Past behaviors must evolve to serve the new leadership role

A couple practical examples of relying too heavily on past behaviors come to mind.

1. Putting actions behind your words

We recently met with the President of a company who complained his organization needed to take more responsibility, have better problem solving skills, and more capability in project management. Seems reasonable, but then we heard from the team, “the president has an opinion and that’s what we did”, or “wants us to think outside the box, but we were not given the opportunity”.

The President himself was busy doing lots of things to help his organization with the best intentions, but his actions and behaviors were having the opposite effect. In fact, in his zealous need to help the organization and empower his senior leaders, he began to design the tools and forms he wanted them to use – need I say more?

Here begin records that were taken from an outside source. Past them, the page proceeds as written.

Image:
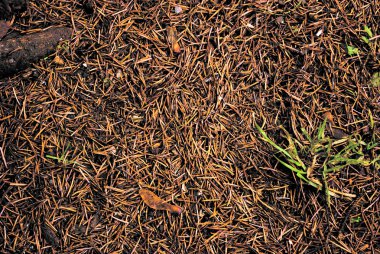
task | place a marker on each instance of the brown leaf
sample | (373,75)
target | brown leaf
(58,60)
(155,202)
(329,117)
(172,39)
(4,27)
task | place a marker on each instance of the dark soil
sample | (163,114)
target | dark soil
(116,109)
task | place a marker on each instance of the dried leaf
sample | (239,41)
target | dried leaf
(172,39)
(155,202)
(178,9)
(4,27)
(58,60)
(329,117)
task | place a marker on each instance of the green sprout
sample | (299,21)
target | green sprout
(322,153)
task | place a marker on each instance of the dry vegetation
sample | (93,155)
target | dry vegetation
(144,97)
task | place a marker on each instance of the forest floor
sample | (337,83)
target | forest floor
(260,120)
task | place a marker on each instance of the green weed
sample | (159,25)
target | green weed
(63,159)
(321,156)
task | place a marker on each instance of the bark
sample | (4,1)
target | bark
(19,53)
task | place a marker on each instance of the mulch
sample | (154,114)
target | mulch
(147,95)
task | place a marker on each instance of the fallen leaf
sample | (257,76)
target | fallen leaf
(172,39)
(4,27)
(155,202)
(329,117)
(177,9)
(58,60)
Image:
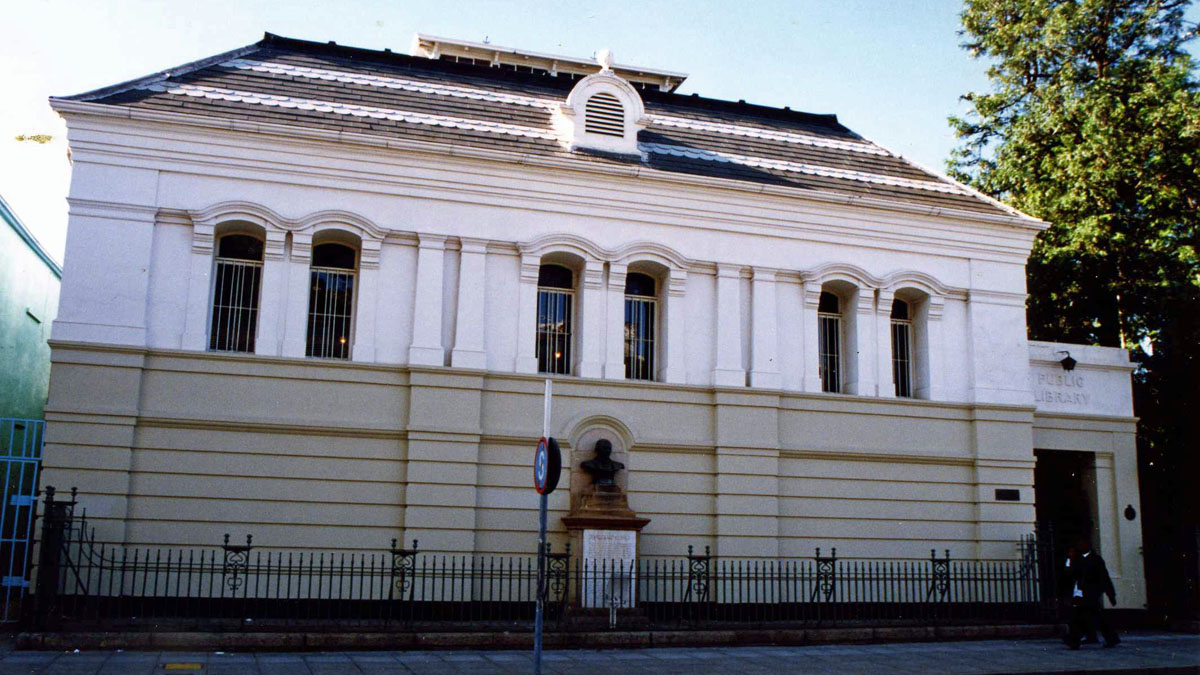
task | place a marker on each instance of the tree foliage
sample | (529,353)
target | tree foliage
(1092,124)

2. Letting go and having trust

On another occasion I talked with a peer. He told me of an obstacle he faced when consulting on a major organization transformation project. The Vice President leading the transformation refused to create design criteria. He aligned with his team about the case for change, and the vision, but expressed that he did not want to create design criteria. As we continued to discuss the issue I asked, what is his style, his need for control, his comfort level with not knowing in his day job? I asked the consultant, what do you think it means when he resists creating design criteria. In effect, what will need to happen as a result of that work not happening.

This was a VP with a high need for control. By not creating design criteria he was in effect, inserting himself in every decision, in controlling every step.

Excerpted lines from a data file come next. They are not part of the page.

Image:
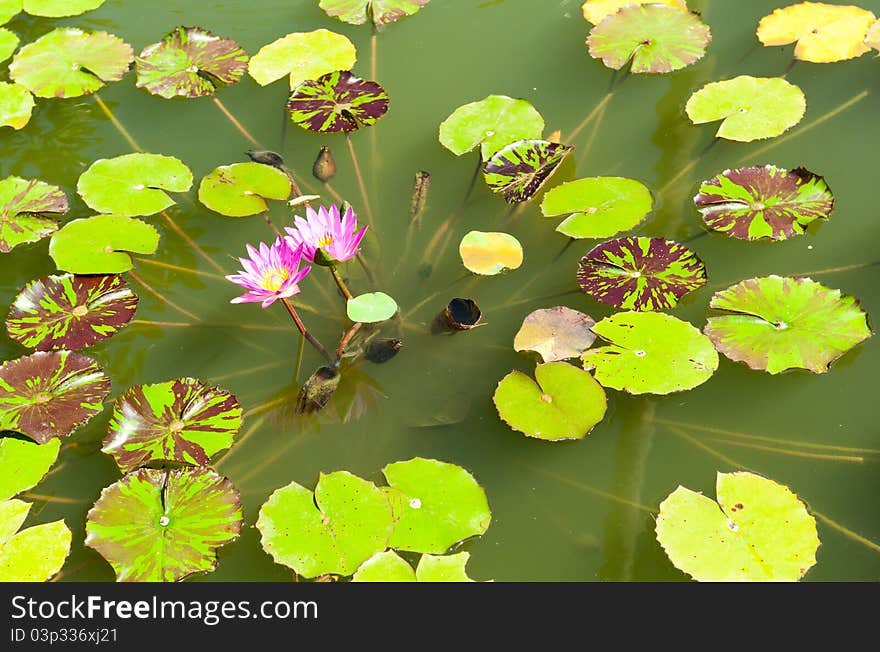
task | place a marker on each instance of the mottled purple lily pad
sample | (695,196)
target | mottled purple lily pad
(181,420)
(518,171)
(190,62)
(336,102)
(70,312)
(764,202)
(50,394)
(640,273)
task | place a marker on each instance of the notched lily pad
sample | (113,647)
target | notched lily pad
(780,323)
(640,273)
(155,525)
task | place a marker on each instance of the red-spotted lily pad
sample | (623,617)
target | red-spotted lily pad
(24,208)
(764,202)
(640,273)
(518,170)
(653,38)
(336,102)
(70,312)
(68,62)
(50,394)
(181,420)
(780,323)
(155,525)
(190,62)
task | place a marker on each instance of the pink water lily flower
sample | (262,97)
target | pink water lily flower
(271,273)
(325,234)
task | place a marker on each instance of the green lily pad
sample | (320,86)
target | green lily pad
(241,189)
(371,308)
(653,38)
(302,56)
(190,62)
(25,206)
(50,394)
(781,323)
(640,273)
(764,202)
(435,505)
(336,102)
(70,312)
(155,525)
(102,244)
(23,464)
(651,353)
(32,555)
(181,420)
(751,108)
(758,531)
(133,184)
(517,171)
(491,123)
(565,403)
(598,207)
(333,531)
(68,62)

Often in my work with leaders there is some waking moment:

1) The leader acknowledges he or she is not getting the organizational response they want, or…

2) It becomes apparent as a result of a significant moment in a project, or…

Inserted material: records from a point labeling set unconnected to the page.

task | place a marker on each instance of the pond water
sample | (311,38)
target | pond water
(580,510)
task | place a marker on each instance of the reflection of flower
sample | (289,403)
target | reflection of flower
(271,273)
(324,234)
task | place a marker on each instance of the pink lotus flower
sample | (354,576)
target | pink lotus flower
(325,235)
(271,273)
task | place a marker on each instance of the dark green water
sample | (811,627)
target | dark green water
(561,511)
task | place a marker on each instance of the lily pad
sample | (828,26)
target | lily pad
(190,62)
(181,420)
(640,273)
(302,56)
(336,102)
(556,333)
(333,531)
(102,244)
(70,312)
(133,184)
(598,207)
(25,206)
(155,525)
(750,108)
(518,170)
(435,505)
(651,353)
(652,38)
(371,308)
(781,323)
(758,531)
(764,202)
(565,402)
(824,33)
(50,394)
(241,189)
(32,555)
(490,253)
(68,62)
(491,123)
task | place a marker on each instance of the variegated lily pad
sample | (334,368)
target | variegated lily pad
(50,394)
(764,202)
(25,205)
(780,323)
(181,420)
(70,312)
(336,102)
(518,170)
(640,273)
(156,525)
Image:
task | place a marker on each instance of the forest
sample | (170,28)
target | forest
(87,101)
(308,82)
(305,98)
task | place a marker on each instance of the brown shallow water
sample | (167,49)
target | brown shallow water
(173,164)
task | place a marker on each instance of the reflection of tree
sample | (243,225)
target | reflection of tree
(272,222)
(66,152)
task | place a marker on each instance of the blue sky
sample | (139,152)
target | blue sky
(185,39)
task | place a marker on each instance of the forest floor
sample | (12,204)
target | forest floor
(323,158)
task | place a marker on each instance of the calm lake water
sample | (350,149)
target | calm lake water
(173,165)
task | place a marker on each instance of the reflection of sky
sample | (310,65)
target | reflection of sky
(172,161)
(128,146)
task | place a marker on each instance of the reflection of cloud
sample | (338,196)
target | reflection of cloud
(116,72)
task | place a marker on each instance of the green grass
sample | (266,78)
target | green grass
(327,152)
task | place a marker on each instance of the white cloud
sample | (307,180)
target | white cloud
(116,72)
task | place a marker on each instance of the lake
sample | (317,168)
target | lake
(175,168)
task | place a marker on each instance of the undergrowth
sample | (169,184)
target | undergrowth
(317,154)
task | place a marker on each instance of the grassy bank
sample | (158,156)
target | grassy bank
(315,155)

3) External events and new challenges create new expectations for leadership capability.

These milestone events are a great time to do some personal work and tap into the natural desire and passion of leaders to be successful – to begin to create both personal and organizational transformation.

Making the shift from transactional to transformational is substantial. It requires a leader to have the courage to look inside, self reflect, identify what is meaningful to him or her and begin to put forth intention and commit to it.

Be real and be clear: Building Self-Awareness

Coaching is the process of integrating personal and business objectives with deep personal insight and vision. It is externalizing what is second nature, so the leader can accept and make choices about their current interpretation of themselves and their behaviors in order to make changes that open them up for personal and organizational growth and above all, forward action. In the previous examples, it is clear there was a lack of awareness about the behaviors and their impact on the organization, but even more important, there was a lack of self-awareness about how the behavior was obstructing the leader from reaching his or her desired ambitions.

The methods and practices we use in coaching employ many of the same models we use in collaborative change and learning as well as learnings in emotional intelligence and behavioral science. But the real work is always with the leader. Throughout the coaching process, a coach works with the leader to self-correct and to self-generate in order to create the self-awareness and the skills within themselves to continuously develop. Only when the leader is open to new and better ways and continuous learning can those around him/her be transformed. Only when the leader themselves tap into their passion can they hope to inspire passion in others.

Ask yourself – which type of leader are you? Passionate? Imaginative? Inspirational? Transactional? Some exotic combination of these? No matter how you identify yourself, there is always an opportunity to develop complementary facets to your orientation to your work and life in general. Coaching with an external, neutral partner can be a fast track way to developing a deep capacity for objective self-reflection, which ultimately leads to understanding and a clear path and plan for your transformation.

What “fires you up” and are you ready for it?